Я и сама знаю, что в этой картине я на месте, иначе я не чувствовала бы так глубоко эту мрачную гармонию.

Но адвокат — человек благополучный, кругленький, румяный… Прощай, Пиранези!

Зэки уверяют меня, что трупы из тюрьмы родственникам не выдаются. Не знаю, правда ли, но все равно страшно.

— А как же их хоронят?

— Сжигают в кочегарке.

Трубу этой кочегарки я вижу каждый день в окно с тех пор, как меня перевели в терапевтическое отделение. Не могу сказать, чтобы это зрелище действовало на меня ободряюще: в тюрьме умереть и в тюрьме же быть похороненной! Я знаю несколько неизлечимых больных: рак, последняя стадия чахотки. Все знают, что они вот-вот умрут, но никому не приходит в голову что-то изменить в их судьбах. К весне безнадежные больные умирают один за другим. Вы удовлетворены, товарищ Советское Правосудие?

Обыск.
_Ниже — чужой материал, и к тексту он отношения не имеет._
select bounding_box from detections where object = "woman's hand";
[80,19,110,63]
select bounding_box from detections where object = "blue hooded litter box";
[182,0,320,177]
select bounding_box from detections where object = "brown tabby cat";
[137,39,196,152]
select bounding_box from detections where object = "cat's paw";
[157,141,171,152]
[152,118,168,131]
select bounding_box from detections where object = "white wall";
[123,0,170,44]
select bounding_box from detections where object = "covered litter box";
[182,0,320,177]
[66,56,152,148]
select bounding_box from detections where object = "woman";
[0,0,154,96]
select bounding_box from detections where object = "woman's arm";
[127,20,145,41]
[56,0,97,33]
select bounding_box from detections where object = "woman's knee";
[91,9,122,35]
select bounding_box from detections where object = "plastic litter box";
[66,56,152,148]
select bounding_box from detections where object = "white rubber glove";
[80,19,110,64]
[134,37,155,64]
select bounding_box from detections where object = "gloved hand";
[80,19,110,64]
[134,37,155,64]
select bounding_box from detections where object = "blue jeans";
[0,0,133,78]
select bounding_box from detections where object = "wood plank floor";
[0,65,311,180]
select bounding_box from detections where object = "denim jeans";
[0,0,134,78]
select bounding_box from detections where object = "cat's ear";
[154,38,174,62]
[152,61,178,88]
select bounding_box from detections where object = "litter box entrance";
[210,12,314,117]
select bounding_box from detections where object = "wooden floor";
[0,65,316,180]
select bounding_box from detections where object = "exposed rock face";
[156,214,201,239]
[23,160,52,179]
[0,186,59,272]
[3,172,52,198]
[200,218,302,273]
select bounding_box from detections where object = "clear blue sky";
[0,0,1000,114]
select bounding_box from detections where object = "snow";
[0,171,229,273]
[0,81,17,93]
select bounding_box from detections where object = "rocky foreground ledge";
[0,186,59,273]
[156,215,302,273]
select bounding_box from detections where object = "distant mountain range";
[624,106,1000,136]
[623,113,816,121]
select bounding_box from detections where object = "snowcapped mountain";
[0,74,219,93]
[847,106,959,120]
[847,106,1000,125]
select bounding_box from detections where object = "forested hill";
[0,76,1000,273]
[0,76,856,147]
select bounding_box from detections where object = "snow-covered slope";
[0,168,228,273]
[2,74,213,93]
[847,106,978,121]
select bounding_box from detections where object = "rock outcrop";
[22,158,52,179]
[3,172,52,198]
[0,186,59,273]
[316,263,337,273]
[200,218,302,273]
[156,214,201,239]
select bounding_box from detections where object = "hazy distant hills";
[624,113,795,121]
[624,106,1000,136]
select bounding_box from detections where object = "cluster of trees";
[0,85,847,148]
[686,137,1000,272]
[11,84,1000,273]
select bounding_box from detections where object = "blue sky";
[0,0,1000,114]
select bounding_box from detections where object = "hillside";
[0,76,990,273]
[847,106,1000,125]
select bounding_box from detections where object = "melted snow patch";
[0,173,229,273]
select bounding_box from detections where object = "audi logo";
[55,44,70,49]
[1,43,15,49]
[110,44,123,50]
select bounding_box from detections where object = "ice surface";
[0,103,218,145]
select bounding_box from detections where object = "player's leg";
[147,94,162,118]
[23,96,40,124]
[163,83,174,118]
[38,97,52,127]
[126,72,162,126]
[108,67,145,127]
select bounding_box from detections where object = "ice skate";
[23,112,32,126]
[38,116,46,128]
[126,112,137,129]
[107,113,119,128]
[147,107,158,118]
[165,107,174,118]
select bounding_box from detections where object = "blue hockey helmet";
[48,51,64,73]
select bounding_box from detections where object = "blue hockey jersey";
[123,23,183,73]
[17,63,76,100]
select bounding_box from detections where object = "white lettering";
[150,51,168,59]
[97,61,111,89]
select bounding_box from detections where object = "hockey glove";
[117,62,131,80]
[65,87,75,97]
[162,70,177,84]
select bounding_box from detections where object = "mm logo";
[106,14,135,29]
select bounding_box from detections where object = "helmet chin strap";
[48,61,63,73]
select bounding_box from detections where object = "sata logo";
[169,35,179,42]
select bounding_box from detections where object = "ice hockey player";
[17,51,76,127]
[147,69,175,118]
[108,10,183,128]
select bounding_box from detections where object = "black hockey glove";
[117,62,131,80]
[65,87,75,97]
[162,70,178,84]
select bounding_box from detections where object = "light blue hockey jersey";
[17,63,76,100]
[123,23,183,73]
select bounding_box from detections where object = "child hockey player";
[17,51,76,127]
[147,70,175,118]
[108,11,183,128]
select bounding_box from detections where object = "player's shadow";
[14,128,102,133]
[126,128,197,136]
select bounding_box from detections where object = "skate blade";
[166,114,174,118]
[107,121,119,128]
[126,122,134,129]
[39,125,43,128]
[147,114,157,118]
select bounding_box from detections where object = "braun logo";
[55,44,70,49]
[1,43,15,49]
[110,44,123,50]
Нашли стихи и тюремный дневник. Волокут обратно на психоотделение. Две опер дамы заводят меня в пустую камеру и приказывают раздеться догола. А дверь камеры распахнута в коридор, где стоят зэки, санитары и надзиратели.

— Прикройте дверь! — прошу я.

— Ничего, ничего! Не маленькая! — отвечает блондинка довоенного типа. Вторая, черная толстуха, хихикает.

Я ведь стесняюсь не столько наготы — слава Богу, все на месте! — сколько псориаза, который уже начал осыпать меня. Отхожу в угол, чтобы меня не было видно из коридора.

— На середину! — командует блондинка.

Ах так! Я раздеваюсь, затем сажусь на шконку нога на ногу. Холодные полосы железа не лучшее в мире сиденье, но я достаю сигареты, закуриваю и сижу с мечтательным видом, как будто все происходящее меня даже не задевает. Правда, сажусь так, чтобы проклятые красные пятна были меньше заметны.

Обнюхав и прощупав чуть ли не на зуб мою рубашку, оперша швыряет ее на шконку.

— Можешь одевать!

— Ну зачем же? Я уж подожду, пока вы со всем справитесь. Они возятся и возятся, а я сижу, как на пляже, да еще ножкой покачиваю.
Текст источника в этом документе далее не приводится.